Jonathan Flite claims to have memories he can’t explain. Seven layers of them, to be exact, all belonging to a group of teenagers who disappeared from a place called Idle County in 2010—ten years before his birth. Seventeen years of anxiety, violent outbursts, and refusal to admit he is lying have landed him at Crescent Rehabilitation Center, a seaside juvenile center for rich kids, and nobody has ever dared to believe his memories might be real.
Until now. On a blustery November day just three months after a nuclear terrorist attack in Geneva, Switzerland, ex-CIA psychiatrist Thomas Lumen arrives at Crescent to interview Jonathan for a book about Idle County. Fueled by his personal connection to the disappearances three decades earlier, he asks Jonathan to share what he knows—anything and everything.
By reigniting this thirty-year-old mystery, however, Jonathan inadvertently becomes a target of the very same religious terrorists who attacked Geneva, and they’ll stop at nothing to keep the secrets of Idle County under wraps. Jonathan must then make a choice: to continue telling his story, or risk the safety of everyone he loves.
Average rating from 6 members
This is a great book I love sci fi particularly the concept of multiple universes and was attracted to the book because of this element in the story .I was not initially aware that this book is part of a planned 7 book series snd did not discover this until I was 90% of the way through and it began to dawn on me that there was no way that all the multiple threads of the book were going to be tied up satisfactorily by the end .I did find this frustrating as I’m a person who likes explanations but I suppose I will have to look for the next book and vomit for the long term ! The book is complicated but not impossible to follow ,I occasionally got some of the characters confused and needed to double my concentration. The central characters Jonathon Flite and his mother were interesting quirky people well described and with lots of potential for further development in future books The book zips along at a fast pace with some very exciting scenes such as the raid on the special unit housing troubled boys I loved the concept of Jonathan holding memories of others who had lost their lives decades before and see the potential here for the 7 planned books in the series .I’m hoping that this special skill is explained more in future books as I was left feeling rather cross that I hadn’t discovered even a little piece of the puzzle by the end of the book I read a copy on NetGalley Uk and having now read a good selection of books on this format icon my kindle I was expecting formatting errors as this is usual with early copies .I was however pleased to find the book beautifully formatted ,I particularly liked the circular image at the beginning of each chapter which remains on your retina as you move to the next page on your kindle and makes you feel like you were falling into the story .I don’t know if this was deliberate but found it fitted the circular imagery in the book rather satisfactorily
This was honestly pretty scary and haunting. I don’t really let horror get to me but this was one that actually spooked me but in a good way of course. I had lots of fun going through this and of course Matthew J Beier is someone ill keep on a watch out for in the future when it comes to these books!
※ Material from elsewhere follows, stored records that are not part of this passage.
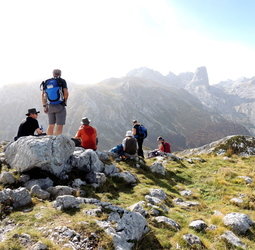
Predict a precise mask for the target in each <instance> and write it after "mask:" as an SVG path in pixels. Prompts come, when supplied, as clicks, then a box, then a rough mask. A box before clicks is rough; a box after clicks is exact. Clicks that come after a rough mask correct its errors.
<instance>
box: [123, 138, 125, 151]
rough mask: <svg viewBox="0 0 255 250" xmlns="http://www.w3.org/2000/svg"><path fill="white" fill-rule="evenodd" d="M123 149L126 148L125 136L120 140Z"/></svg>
mask: <svg viewBox="0 0 255 250" xmlns="http://www.w3.org/2000/svg"><path fill="white" fill-rule="evenodd" d="M122 147H123V151H125V150H126V138H125V139H124V140H123V141H122Z"/></svg>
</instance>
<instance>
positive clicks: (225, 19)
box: [0, 0, 255, 84]
mask: <svg viewBox="0 0 255 250" xmlns="http://www.w3.org/2000/svg"><path fill="white" fill-rule="evenodd" d="M254 12H255V1H254V0H40V1H39V0H1V1H0V26H1V38H0V84H9V83H16V82H30V81H38V82H39V83H40V82H41V81H42V80H44V79H45V78H48V77H51V72H52V69H54V68H60V69H62V71H63V74H62V75H63V78H65V79H66V80H67V81H69V82H75V83H80V84H85V83H94V82H98V81H101V80H103V79H105V78H109V77H120V76H124V75H125V74H126V73H127V72H128V71H130V70H132V69H134V68H137V67H149V68H152V69H154V70H157V71H159V72H161V73H162V74H167V73H168V72H169V71H172V72H173V73H176V74H178V73H180V72H185V71H193V72H194V71H195V69H196V68H197V67H199V66H206V67H207V70H208V73H209V80H210V83H217V82H218V81H220V80H226V79H227V78H231V79H236V78H238V77H241V76H246V77H252V76H255V68H254V62H253V61H254V58H255V32H254V31H255V30H254V27H255V17H254Z"/></svg>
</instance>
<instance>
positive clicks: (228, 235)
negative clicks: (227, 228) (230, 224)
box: [220, 231, 246, 249]
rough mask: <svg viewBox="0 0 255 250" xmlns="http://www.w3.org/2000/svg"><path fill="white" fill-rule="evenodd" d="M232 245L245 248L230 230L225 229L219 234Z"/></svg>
mask: <svg viewBox="0 0 255 250" xmlns="http://www.w3.org/2000/svg"><path fill="white" fill-rule="evenodd" d="M220 238H221V239H224V240H225V241H227V242H228V243H229V244H231V245H232V246H236V247H240V248H241V249H246V246H245V244H244V243H243V242H242V241H241V240H240V239H239V238H238V237H237V236H236V235H235V234H234V233H233V232H231V231H227V232H225V233H224V234H222V235H221V236H220Z"/></svg>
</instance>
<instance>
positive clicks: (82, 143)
mask: <svg viewBox="0 0 255 250" xmlns="http://www.w3.org/2000/svg"><path fill="white" fill-rule="evenodd" d="M75 137H78V138H81V145H82V147H84V148H86V149H89V148H90V149H93V150H96V149H97V145H96V139H97V131H96V129H95V128H93V127H91V126H89V125H82V126H80V128H79V130H78V132H77V133H76V135H75Z"/></svg>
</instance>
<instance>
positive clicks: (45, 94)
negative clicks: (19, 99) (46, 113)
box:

I enjoyed reading this book much more than I thought I would, I couldnt put it down. It was such an interesting premise for a storyline and it delivered. This is exactly the type of sci-fi come horror book that I love
A teenage boy just might be at the center of two historical events: the disappearance of seven kids in the Moon Woods that was never solved and happened years before he was even born and the nuclear bombing of Geneva that happened in the boy's present life--being locked up in a juvenile detention center. He claims, and has claimed since he was very young, that he holds the memories of one of the kids who went missing. Does he have some sort of past-life connection; reincarnation? A psychiatrist writing a book on the unsolved case seeks to find out. Some pieces line up while others do not. But what makes it all the more pertinent is the boy's memories or visions of Geneva, seemingly just before the bomb exploded. The FBI has connected that bomb to a Catholic clergy member with a militant outlook and an open wound of the world turning its back on organized religion. This Catholic terrorist also has a connection to Victor Zobel, who is another key player at the center of these two historic events. Zobel was not only the founder of the cult that drew people away from churches but his stepdaughter was one of the seven missing kids. Can you sing dun, dun, duuuuunnnnnn?! This story is complex, webbed, tangled, layered, interwoven. You must pay attention not only to follow along but to catch the hints and clues. Each character is complex with their own little piece to add to the bigger puzzle. The timeline stretches from 2037 to way back in 1910! So, new and unknown-to-us tech is used as well as relics from our history books. Despite all this, I didn't struggle following along, I never got confused. In fact, I quite enjoyed tagging along and working to solve the mystery. The writing was superb! Smart, individualistic, and flowed like a mountain stream. The characterization was believable. The plot, with all its twists, landslides, and explosions was absolutely gripping in every conceivable way. It was chilling, goosebump-inducing, and it had the little hairs on my arms and the back of my neck standing straight up. This story was a masterpiece from start to finish and Beier is an instant favorite from who I look forward to reading more.